The UAE, a Gulf trading and tourism hub, big oil producer and a US ally, does not allow political parties and shows little tolerance towards dissent. State and local media are tightly controlled and freedom of speech is restricted.
The letter signed by local, regional and global groups such as Amnesty International makes seven demands including calls to repeal laws it says criminalise LGBTQ individuals; free "prisoners of conscience" including those being held past their sentences; pay reparations to migrant workers who helped build the COP facilities; and a plea not to spy on summit delegates.
The UAE foreign ministry and COP28 conference hosts did not immediately respond to requests for comment.
The UN-organised climate summit meets annually and its host countries rotate among member states. It is set to take place between Nov 30 and Dec 12 in Dubai and will be headed by Sultan Ahmed al-Jaber - a controversial pick since his country is an OPEC member and a major oil exporter.

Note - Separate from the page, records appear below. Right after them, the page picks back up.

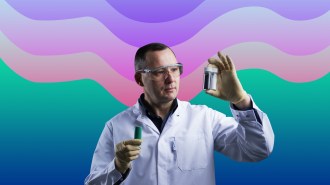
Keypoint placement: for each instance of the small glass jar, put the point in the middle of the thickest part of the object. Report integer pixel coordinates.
(210, 78)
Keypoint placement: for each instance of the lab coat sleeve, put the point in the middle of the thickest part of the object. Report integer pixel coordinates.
(242, 137)
(103, 170)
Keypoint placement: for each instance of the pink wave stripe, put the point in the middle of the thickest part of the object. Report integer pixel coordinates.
(90, 66)
(242, 25)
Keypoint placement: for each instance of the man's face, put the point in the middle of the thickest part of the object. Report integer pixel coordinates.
(166, 89)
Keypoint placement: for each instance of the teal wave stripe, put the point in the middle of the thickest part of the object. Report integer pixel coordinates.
(55, 126)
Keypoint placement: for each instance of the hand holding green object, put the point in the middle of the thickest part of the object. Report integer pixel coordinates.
(138, 133)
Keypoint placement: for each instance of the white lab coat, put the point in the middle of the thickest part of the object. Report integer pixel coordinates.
(183, 153)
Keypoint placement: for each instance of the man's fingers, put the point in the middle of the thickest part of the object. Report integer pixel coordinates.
(135, 142)
(223, 59)
(230, 62)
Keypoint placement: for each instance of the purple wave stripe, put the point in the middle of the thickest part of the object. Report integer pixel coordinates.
(164, 10)
(66, 36)
(90, 66)
(171, 32)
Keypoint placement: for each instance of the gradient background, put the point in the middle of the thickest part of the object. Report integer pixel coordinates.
(66, 67)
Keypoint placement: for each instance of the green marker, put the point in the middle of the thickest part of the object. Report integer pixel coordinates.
(138, 133)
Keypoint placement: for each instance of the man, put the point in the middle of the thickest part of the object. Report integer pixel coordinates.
(178, 138)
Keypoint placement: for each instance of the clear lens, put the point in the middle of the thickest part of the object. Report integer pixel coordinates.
(161, 73)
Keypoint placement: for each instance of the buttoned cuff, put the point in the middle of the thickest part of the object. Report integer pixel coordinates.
(248, 115)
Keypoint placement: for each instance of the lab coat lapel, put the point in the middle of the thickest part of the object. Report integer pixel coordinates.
(143, 119)
(175, 118)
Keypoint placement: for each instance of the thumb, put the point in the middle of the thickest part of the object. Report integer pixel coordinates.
(211, 92)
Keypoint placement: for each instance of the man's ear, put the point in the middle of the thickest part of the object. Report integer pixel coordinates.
(138, 79)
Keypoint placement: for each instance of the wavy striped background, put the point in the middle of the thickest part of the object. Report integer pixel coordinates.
(77, 61)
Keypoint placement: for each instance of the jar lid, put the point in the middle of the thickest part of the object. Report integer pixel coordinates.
(211, 69)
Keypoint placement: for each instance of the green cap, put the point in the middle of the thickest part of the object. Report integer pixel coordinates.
(138, 133)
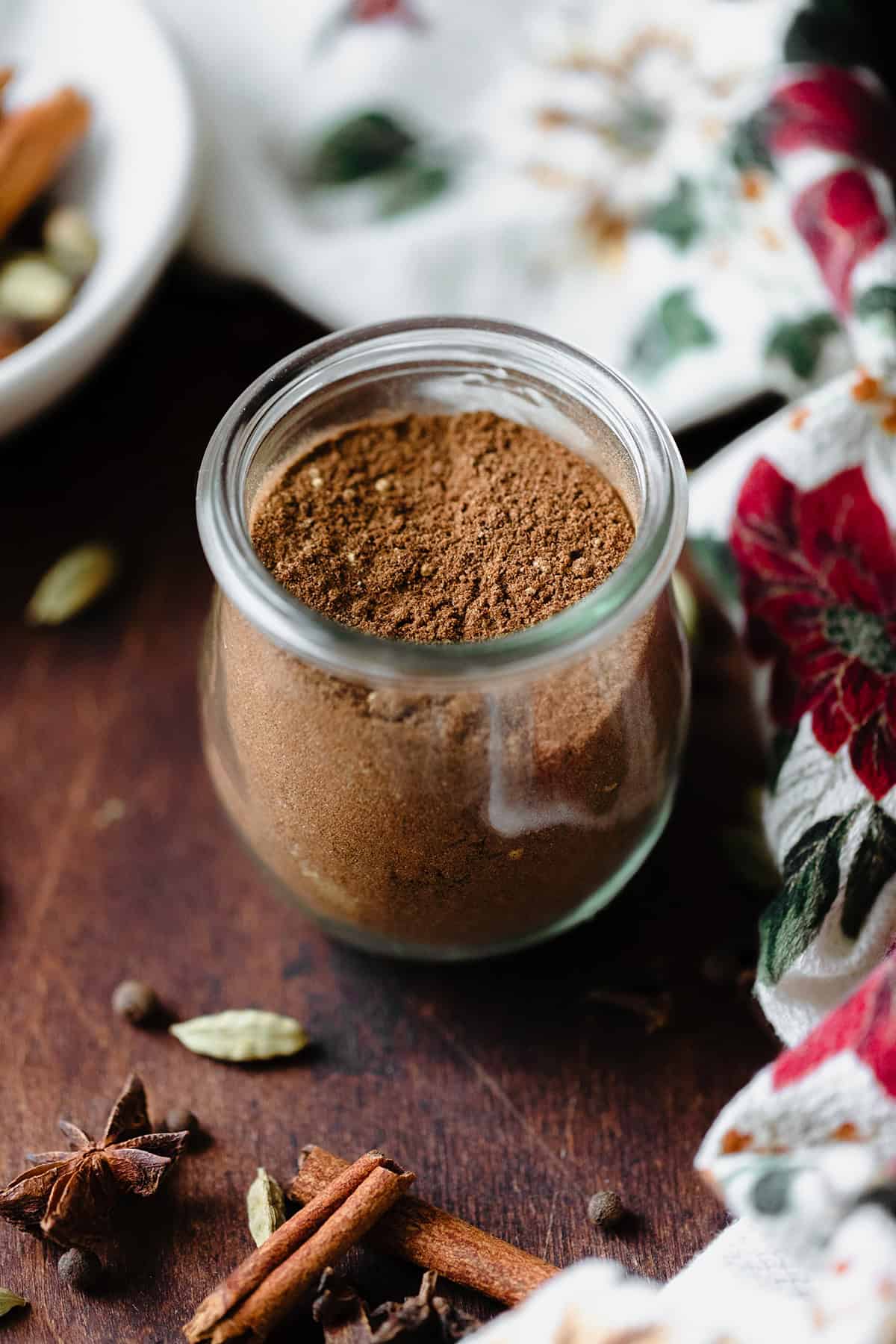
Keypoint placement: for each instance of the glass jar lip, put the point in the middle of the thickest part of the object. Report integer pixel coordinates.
(594, 621)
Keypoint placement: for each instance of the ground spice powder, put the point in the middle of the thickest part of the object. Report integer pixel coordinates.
(441, 527)
(461, 821)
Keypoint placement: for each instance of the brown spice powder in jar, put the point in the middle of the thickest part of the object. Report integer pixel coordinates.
(467, 820)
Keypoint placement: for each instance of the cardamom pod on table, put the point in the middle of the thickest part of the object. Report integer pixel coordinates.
(73, 584)
(240, 1035)
(265, 1207)
(10, 1300)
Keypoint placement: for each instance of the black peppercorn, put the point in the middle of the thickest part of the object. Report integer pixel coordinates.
(81, 1270)
(606, 1209)
(134, 1001)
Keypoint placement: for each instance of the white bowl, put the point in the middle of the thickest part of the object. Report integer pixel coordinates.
(132, 175)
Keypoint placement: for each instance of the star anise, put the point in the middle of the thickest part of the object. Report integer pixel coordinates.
(72, 1196)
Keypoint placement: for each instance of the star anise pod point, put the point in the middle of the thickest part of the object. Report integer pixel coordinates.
(72, 1196)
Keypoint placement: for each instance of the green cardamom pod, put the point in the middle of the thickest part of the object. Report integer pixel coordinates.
(10, 1300)
(77, 579)
(265, 1207)
(240, 1035)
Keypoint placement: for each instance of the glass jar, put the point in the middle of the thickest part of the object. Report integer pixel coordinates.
(445, 800)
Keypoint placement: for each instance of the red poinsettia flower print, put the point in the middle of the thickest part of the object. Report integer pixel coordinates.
(865, 1023)
(371, 11)
(818, 579)
(842, 111)
(842, 222)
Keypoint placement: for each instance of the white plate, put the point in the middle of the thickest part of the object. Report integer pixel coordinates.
(132, 175)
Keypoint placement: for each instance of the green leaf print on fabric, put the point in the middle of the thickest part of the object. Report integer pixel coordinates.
(364, 146)
(716, 562)
(801, 343)
(677, 218)
(812, 880)
(845, 33)
(748, 148)
(879, 302)
(874, 866)
(417, 186)
(671, 329)
(374, 147)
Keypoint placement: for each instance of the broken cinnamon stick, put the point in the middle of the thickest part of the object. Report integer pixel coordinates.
(34, 144)
(284, 1289)
(280, 1246)
(429, 1236)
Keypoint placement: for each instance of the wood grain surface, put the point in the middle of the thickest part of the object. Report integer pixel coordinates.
(507, 1088)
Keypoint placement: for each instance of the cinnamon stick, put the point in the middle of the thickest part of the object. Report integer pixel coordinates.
(429, 1236)
(284, 1289)
(280, 1246)
(34, 144)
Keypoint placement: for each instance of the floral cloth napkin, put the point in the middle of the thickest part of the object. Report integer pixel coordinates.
(586, 167)
(795, 526)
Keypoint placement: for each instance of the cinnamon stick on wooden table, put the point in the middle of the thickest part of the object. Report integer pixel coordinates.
(429, 1236)
(276, 1277)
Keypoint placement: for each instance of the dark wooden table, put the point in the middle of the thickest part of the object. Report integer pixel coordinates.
(508, 1089)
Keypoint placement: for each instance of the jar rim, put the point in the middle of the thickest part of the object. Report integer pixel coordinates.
(590, 623)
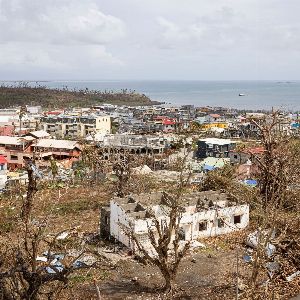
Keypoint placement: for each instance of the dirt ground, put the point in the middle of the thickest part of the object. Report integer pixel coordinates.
(208, 273)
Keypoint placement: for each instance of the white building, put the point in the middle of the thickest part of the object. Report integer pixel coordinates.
(76, 126)
(205, 214)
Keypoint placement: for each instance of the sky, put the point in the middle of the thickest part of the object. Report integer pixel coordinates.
(149, 40)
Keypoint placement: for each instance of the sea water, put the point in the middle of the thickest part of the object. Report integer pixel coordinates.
(257, 94)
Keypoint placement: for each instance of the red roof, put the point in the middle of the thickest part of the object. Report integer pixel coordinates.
(215, 116)
(257, 150)
(2, 160)
(56, 113)
(169, 122)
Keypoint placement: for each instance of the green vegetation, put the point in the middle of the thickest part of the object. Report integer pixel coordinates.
(60, 98)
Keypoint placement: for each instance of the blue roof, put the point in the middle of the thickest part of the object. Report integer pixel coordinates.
(251, 182)
(208, 168)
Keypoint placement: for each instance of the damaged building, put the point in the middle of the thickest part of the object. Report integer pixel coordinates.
(113, 145)
(205, 214)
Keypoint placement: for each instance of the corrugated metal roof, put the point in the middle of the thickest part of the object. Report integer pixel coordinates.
(40, 133)
(57, 144)
(10, 140)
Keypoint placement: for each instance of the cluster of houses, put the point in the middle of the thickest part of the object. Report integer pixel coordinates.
(151, 131)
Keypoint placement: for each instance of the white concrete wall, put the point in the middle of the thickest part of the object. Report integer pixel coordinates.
(103, 124)
(191, 221)
(118, 219)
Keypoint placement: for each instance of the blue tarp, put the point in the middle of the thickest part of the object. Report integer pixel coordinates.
(251, 182)
(208, 168)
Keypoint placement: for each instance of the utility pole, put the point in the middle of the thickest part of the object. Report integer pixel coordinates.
(237, 274)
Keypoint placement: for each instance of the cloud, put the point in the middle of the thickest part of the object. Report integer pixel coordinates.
(57, 22)
(57, 36)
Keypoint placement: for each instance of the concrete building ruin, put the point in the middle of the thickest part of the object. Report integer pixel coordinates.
(205, 214)
(117, 144)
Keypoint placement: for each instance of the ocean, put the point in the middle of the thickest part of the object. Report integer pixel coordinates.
(257, 94)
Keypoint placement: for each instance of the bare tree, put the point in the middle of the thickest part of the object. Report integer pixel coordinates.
(165, 234)
(273, 203)
(23, 274)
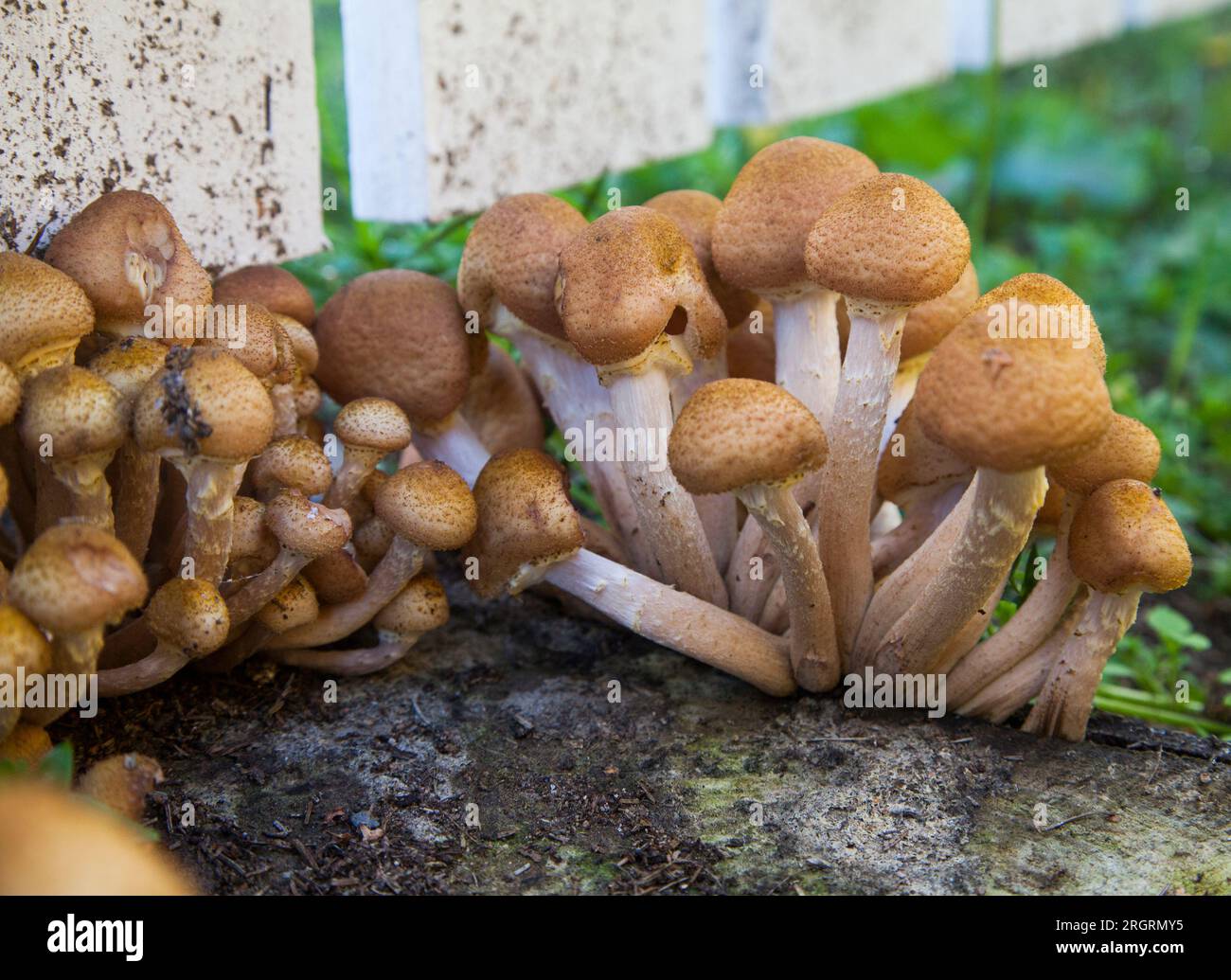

While the UAE has pledged to allow peaceful protests, some NGOs say they will not attend the summit for fear of restrictions on their freedoms or even arrest, while others are calling for a boycott.
"How can you have global climate negotiations in a country where peaceful critics and activists are behind bars?" said Sunjeev Bery, executive director for climate and human rights campaign organisation Freedom Forward, who coordinated the letter and is one of 218 signatories.
"Fossil fuel lobbyists and oil executives will be free to roam the halls, while climate and human rights activists will be busy worrying that their phones are hacked by the UAE's spies while wondering if they will be thrown behind bars if they speak too loudly." He told Reuters his organisation would not attend, citing fear of arrest.
The UAE has previously said allegations of arbitrary detentions were false and unsubstantiated.
Recent global summits in the Middle East, such as the 2022 UN climate summit in Egypt and the men's football World Cup in Qatar, have also put host nations' rights records on issues like labour and detainees under the microscope and have been used by activists as a way of pressuring countries to improve.
The New York Times reported that COP28 had raised concerns among officials about the UAE's image, citing a leaked recording of a meeting.